OLG Koblenz – Az.: 10 U 1268/13 – Beschluss vom 03.02.2014

Gründe

Der Senat erwägt, die Berufung gemäß § 522 Abs. 2 Satz 1 ZPO zurückzuweisen. Die Gründe werden nachfolgend dargestellt. Dem Beklagten wird eine Frist zur Stellungnahme gesetzt bis zum 17. März 2014.

Die Voraussetzungen nach § 522 Abs. 2 Satz 1 ZPO sind nach Auffassung des Senats gegeben. Die Berufung hat offensichtlich keine Aussicht auf Erfolg. Die Rechtssache hat keine grundsätzliche Bedeutung. Die Fortbildung des Rechts oder die Sicherung einer einheitlichen Rechtsprechung erfordern eine Entscheidung des Berufungsgerichts nicht. Eine mündliche Verhandlung ist nicht geboten.

Das landgerichtliche Urteil entspricht der Rechtslage und enthält keine Fehler. Die getroffenen Feststellungen sind vollständig und rechtfertigen keine andere Entscheidung.

Wohngebäudeversicherung – Wann liegt ein Erdrutsch vor?
Symbolfoto: Von IrinaK /Shutterstock.com

Entgegen der Rechtsauffassung des Beklagten ist die Feststellungsklage zulässig. Ein etwaiger Leistungsantrag würde nicht den gesamten zu erwartenden Schaden abdecken. Der Schaden befindet sich noch in der Fortentwicklung; insbesondere sind Ausmaß und Umfang der zur Beseitigung der Schäden erforderlichen Kosten noch nicht bezifferbar. In diesem Fall darf der Geschädigte in vollem Umfange Feststellungsklage erheben (vgl. nur BGH NJW 1988, 3268 m. w. N.).
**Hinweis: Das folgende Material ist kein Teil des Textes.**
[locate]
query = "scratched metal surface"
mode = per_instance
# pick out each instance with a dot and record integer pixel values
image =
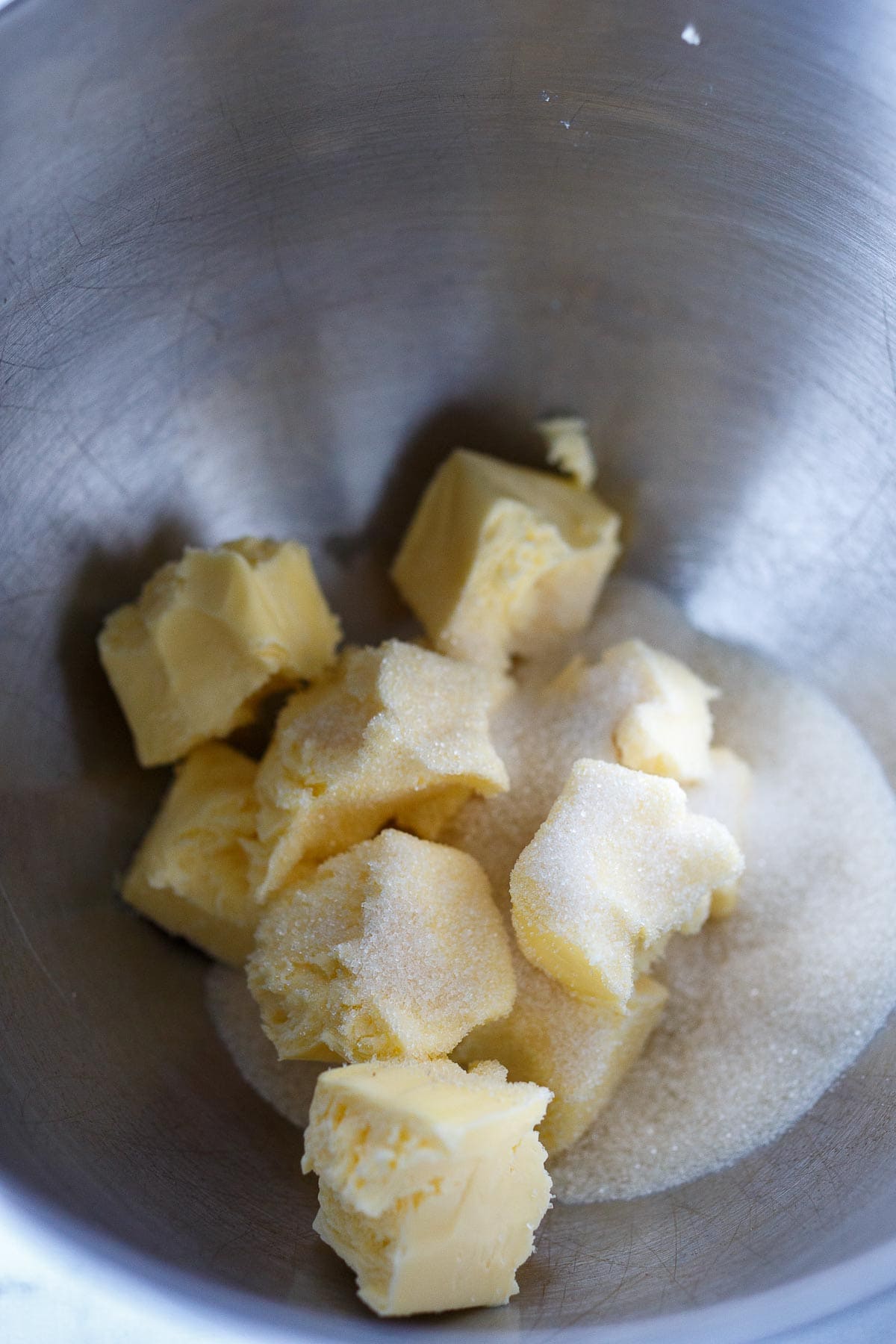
(261, 267)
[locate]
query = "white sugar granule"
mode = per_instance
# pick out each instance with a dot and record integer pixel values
(287, 1085)
(766, 1008)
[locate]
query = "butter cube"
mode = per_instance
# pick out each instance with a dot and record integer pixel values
(191, 871)
(570, 448)
(208, 636)
(395, 734)
(501, 559)
(391, 949)
(724, 794)
(668, 729)
(615, 868)
(581, 1051)
(432, 1180)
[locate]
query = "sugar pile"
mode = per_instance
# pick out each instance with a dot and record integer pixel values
(766, 1008)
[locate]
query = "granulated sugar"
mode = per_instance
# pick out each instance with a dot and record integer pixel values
(287, 1085)
(766, 1008)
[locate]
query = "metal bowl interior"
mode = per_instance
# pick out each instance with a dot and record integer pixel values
(261, 268)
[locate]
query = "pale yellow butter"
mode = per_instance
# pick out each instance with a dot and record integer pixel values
(432, 1180)
(391, 949)
(501, 559)
(211, 633)
(578, 1050)
(615, 868)
(394, 734)
(191, 871)
(570, 448)
(724, 794)
(668, 727)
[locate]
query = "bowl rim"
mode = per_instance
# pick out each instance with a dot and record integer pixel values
(738, 1320)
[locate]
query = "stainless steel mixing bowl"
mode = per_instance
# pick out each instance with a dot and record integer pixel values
(261, 265)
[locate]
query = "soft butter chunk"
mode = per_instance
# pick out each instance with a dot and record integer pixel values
(500, 559)
(570, 448)
(395, 734)
(211, 633)
(724, 794)
(668, 727)
(191, 871)
(432, 1180)
(391, 949)
(615, 868)
(578, 1050)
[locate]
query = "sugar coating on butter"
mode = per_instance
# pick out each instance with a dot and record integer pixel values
(724, 794)
(668, 729)
(570, 448)
(208, 636)
(578, 1050)
(501, 559)
(394, 949)
(394, 734)
(191, 871)
(432, 1180)
(617, 867)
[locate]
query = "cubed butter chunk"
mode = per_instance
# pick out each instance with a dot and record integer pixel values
(432, 1180)
(615, 868)
(668, 729)
(208, 636)
(394, 949)
(581, 1051)
(570, 448)
(395, 734)
(191, 871)
(724, 794)
(501, 559)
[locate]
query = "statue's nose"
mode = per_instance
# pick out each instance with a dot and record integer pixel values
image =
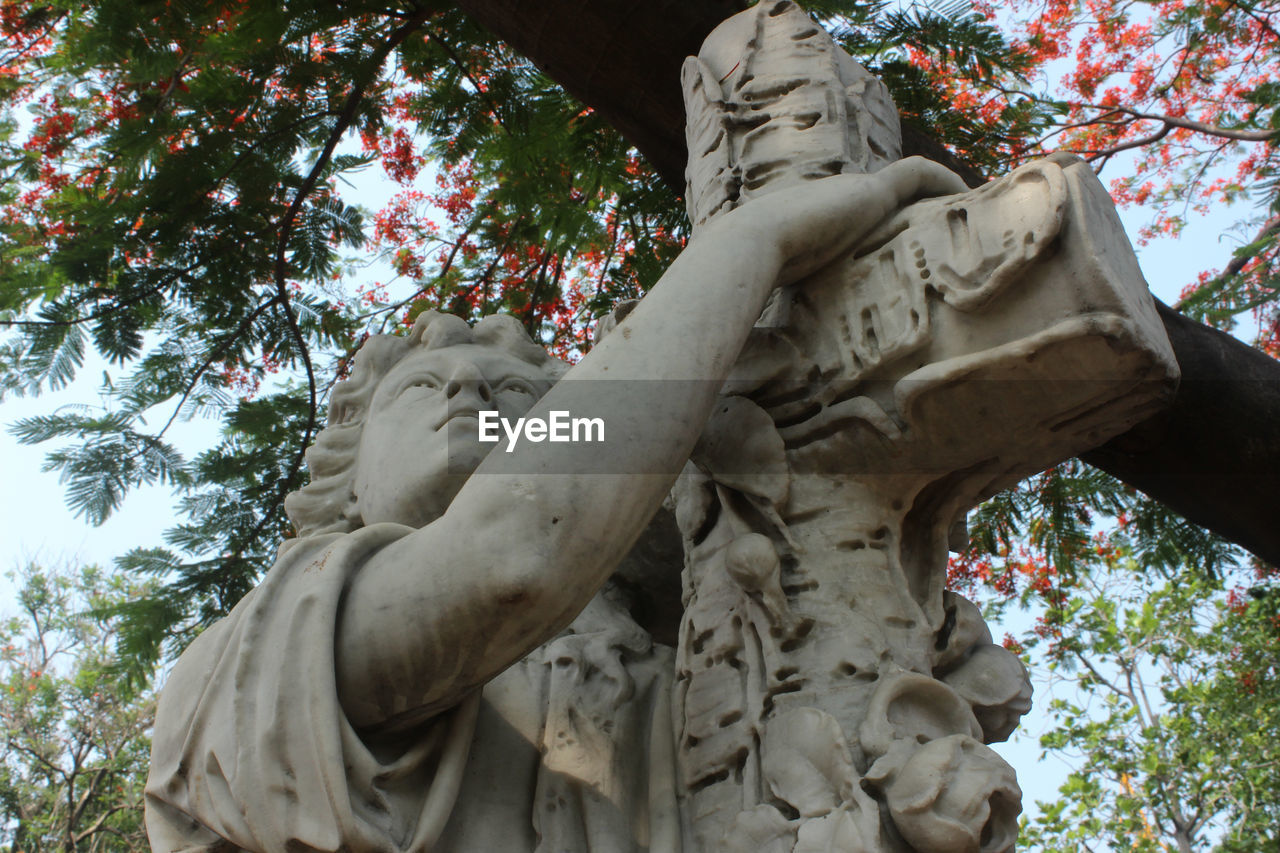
(467, 378)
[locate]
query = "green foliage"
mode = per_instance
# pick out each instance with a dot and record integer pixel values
(1165, 693)
(76, 746)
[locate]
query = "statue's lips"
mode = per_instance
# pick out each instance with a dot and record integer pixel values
(455, 415)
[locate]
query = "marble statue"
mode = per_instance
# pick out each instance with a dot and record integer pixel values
(850, 352)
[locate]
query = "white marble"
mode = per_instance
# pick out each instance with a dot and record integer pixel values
(465, 648)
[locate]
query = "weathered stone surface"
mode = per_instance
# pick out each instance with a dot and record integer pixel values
(451, 655)
(961, 345)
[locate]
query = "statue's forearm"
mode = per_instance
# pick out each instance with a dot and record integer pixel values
(534, 533)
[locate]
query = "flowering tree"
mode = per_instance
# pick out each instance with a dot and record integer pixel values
(74, 737)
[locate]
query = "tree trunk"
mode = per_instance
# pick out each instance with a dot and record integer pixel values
(1214, 456)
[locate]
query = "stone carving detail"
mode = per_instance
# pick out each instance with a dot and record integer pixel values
(773, 101)
(831, 694)
(455, 655)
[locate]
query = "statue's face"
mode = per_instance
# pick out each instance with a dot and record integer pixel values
(420, 439)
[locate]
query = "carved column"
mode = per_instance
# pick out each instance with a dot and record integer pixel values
(831, 694)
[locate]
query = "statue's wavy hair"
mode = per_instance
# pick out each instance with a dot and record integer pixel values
(328, 503)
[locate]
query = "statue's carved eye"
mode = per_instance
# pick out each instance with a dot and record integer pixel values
(419, 383)
(516, 388)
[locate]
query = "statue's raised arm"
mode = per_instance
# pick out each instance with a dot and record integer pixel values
(534, 533)
(336, 707)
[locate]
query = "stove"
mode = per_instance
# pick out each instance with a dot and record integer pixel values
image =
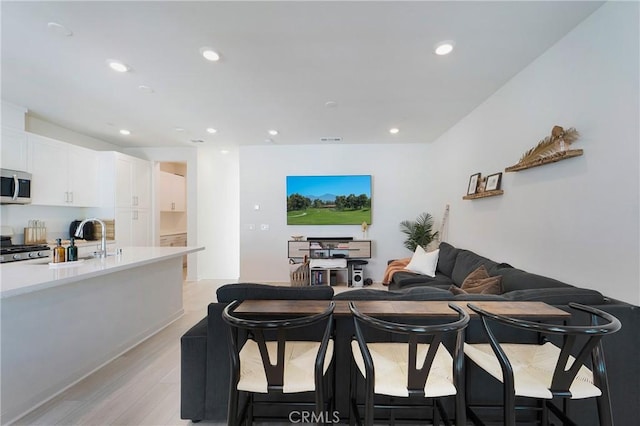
(14, 252)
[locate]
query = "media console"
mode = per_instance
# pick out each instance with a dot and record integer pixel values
(332, 250)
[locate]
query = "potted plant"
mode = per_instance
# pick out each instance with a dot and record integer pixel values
(419, 232)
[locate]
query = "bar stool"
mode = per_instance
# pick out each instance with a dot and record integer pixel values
(545, 371)
(268, 362)
(418, 369)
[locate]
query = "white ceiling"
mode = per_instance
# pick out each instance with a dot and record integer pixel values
(280, 63)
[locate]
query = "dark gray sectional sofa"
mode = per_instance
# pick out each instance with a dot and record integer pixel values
(205, 365)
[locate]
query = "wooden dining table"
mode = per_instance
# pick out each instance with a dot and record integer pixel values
(397, 308)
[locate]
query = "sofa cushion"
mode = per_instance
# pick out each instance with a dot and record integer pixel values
(415, 293)
(466, 262)
(478, 297)
(517, 279)
(557, 296)
(478, 282)
(423, 262)
(406, 279)
(251, 291)
(446, 258)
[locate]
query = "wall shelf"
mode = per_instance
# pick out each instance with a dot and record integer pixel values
(558, 156)
(483, 194)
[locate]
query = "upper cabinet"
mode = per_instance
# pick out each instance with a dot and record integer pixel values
(15, 151)
(172, 192)
(133, 182)
(127, 190)
(62, 174)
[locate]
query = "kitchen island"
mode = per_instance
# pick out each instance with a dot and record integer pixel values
(60, 323)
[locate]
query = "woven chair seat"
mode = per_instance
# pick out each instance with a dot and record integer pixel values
(390, 365)
(299, 363)
(533, 367)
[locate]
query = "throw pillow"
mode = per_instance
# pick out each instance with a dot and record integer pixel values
(423, 262)
(479, 282)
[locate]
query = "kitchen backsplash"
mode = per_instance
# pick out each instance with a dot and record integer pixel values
(57, 219)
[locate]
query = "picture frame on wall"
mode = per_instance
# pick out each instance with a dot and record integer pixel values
(493, 182)
(473, 184)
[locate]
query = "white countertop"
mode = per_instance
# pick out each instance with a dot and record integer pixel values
(169, 232)
(34, 275)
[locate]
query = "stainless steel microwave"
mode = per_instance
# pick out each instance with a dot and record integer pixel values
(16, 187)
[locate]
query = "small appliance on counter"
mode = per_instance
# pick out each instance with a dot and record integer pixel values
(10, 252)
(15, 187)
(35, 232)
(88, 231)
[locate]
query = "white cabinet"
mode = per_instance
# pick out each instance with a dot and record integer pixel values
(133, 182)
(63, 174)
(15, 149)
(175, 240)
(172, 192)
(133, 227)
(128, 190)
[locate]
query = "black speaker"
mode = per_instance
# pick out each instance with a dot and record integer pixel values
(357, 277)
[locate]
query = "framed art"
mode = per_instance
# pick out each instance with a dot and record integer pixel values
(473, 184)
(493, 182)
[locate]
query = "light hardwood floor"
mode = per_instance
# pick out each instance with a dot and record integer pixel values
(141, 387)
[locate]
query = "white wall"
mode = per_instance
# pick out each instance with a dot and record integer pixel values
(188, 155)
(218, 215)
(399, 192)
(54, 131)
(576, 220)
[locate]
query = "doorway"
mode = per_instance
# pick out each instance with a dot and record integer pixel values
(171, 193)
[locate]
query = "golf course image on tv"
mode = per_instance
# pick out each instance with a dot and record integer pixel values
(329, 200)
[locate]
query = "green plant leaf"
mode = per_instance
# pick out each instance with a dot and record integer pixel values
(419, 232)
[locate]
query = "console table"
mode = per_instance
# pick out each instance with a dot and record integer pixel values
(329, 248)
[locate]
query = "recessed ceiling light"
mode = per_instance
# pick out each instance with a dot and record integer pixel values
(59, 29)
(118, 66)
(444, 47)
(209, 54)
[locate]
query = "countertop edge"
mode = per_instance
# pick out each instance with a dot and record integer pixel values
(31, 288)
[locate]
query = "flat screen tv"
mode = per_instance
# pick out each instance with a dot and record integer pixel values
(329, 200)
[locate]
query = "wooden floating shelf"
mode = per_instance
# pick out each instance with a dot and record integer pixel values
(483, 194)
(559, 156)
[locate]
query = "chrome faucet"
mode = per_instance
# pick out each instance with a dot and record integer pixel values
(103, 242)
Der Feststellungsantrag ist auch begründet. Das Landgericht hat in der angefochtenen Entscheidung zutreffend festgestellt, dass der Klägerin gegen den Beklagten aus dem zwischen den Parteien bestehenden Wohngebäudeversicherungsvertrag ein Anspruch auf Versicherungsschutz bezüglich der streitgegenständlichen Risse- und Absackungsschäden am versicherten Hausanwesen „…[Z]“ in …[Y], zusteht. Auf die zutreffenden Ausführungen in den Entscheidungsgründen des angefochtenen Urteils wird zur Vermeidung von Wiederholungen zunächst vollinhaltlich Bezug genommen.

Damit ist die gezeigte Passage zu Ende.